DDR2 versus FBD

  • Thread starter Thread starter David Kanter
  • Start date Start date
Perhaps you would be so good as to point out where it says anything
about 800MHz DDR2? I didn't see much in the memory controller or DRAM
section...

I saw table 44 which appears to indicate that upto 4 DIMMs/channel can
be used with DDR2-400/533, but only 2 DIMMs/channel at DDR2-667.
DDR2-800 isn't even listed as an option.

I already told you that ([email protected])... not
a good listener?... or your horse is too high.:-)

Could it be that it's not shown because PC2-6400 RDIMMs are not generally
available?... and were possibly not even available as sample parts when the
docs were written?
Well maybe it's the fact that you seem to think IBM is lying, yet these
designs appear to confirm (although hardly in a definitive fashion)
what IBM claimed. And there's the fact that the manual also appears to
confirm what IBM claimed...

No, the question is: why did IBM show DDR2-800 when AMD is not even
claiming support... yet? I made no such suggestion that IBM is lying -
quit trying to put words in my mouth.

Bottom line: this is marketing material and contains a non-mfr approved
configuration; I'd also like to know where they acquired PC2-6400 RDIMMs -
not on Micron's or Crucial's lists! Why pick out such a non-listed, not
generally-available configuration and show it's limitations for only that
system and not for the others - not "lying" but intellectually dishonest?..
I think so... though within tolerance limits for umm, marketing materials
to some people?
 
What I thought but IBM's graphs do not bear that out: rather you get higher
bandwidth for more CPU wotk... apparently.... or do you?:-)
Looking at the graphs again, it looks like 1st gen TOE gives a higher
bandwidth but cpu usage is dependent on MTU size, there's a crossover
point around the 2K to 4K mark where TOE gives higher bandwidth and
lower cpu usage. 2nd gen TOE seems to do what you suggest more
bandwidth , more cpu. With an MTU size of 1K to 8K the bandwidth
difference seems markedly higher for a small cpu increase.

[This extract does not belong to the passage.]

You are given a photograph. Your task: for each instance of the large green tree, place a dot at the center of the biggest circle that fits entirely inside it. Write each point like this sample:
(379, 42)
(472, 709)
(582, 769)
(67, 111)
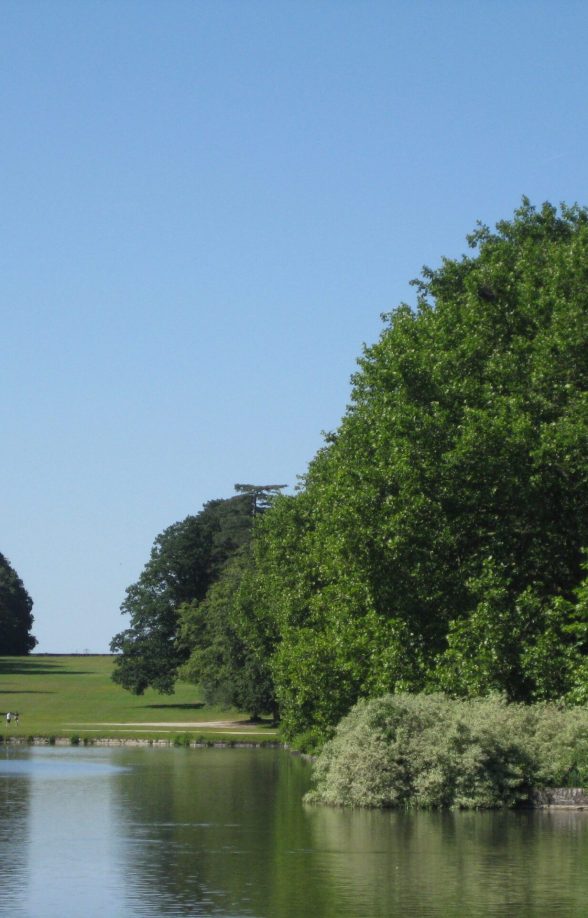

The different MTU sizes give much bigger differences in both bandwidth
and cpu overall though than either TOE or IOAT.

They then bring in 10Gb on X3 - I don't see where that fits compared
to the rest. There is a claim for 30Gb/sec with large packets and
jumbo frames with multiple 10Gb nics.
You also have to use Windows x86-64 "Chimney" - doesn't work in Windows
IA32 as nVidia and people with nForce4 chipsets have found out... and
"Linux has not declared support for TOE". As usual, Intel has a
"technology" as a compromise.


I think the big question is: has Intel finally managed to do a server
chipset? The jury is still out on that and some early results say "no"...
was it Yousuf who posted the msg about the U.S. govt. rejecting it because
of RAID-5 deficiencies?
I remember something about that - a 3 month qualification process
curtailed early.
FB-DIMM is also bloody HOT - see the heatpipes on the AMBs?... which
Crucial now apparently hides behind spreaders.
The AMBs have got typical power requirements around 6W at the moment,
which isn't a lot compared to a cpu, but I don't fancy a Zalman flower
on each dimm module!

I'm not sure I'd want an extra 96W from AMBs alone.
You mean IBM X3 chipset systems?

No - that was really me suggesting that they coloured in the graphs
nicely for the intended audience :) Look guys bigger bars, must be
way better.
I get the feeling they wanted to tout their X3 chipset but did not want to
prod Intel too hard while doing it.

It's an interesting read in the sense that it's dressed up as some
form of study, with this talk of labs and tests, but it really seems
to be a puff piece for the X3.
 
The last page indicates, as you said, 16 RDIMMs ==> 8 RDIMMS/CPU ==> 4
RDIMMS/channel, but it explicitly specifies DDR2-533 or 667. Given
that information, it seems more likely that IBM is wrong, and that in
fact, DDR2-667 can hit 4 RDIMMS/channel, and that DDR2-800 is going to
be restricted to 2 DIMMs/channel.

That seems quite reasonable and expected. 2 DIMMs/channel (4 per
processor) shouldn't pose too much of a limitation for most
applications. With the option to increase that to 4 DIMMs/channel
with virtually no performance penalty, AMD should be able to cover
99%+ of all x86 server applications. The number of cases where
servers use more than 16GB of memory (32GB if/when 4GB registered DDR2
modules become available) per processor installed should be fairly
slim.
The density in blades currently is quite impressive. What doesn't make
sense is why Appro doesn't offer 4GB DIMMs for the Opteron; I don't see
any reason why 4GB DIMMs would be any more difficult, unless they
require 16 devices/module at current densities.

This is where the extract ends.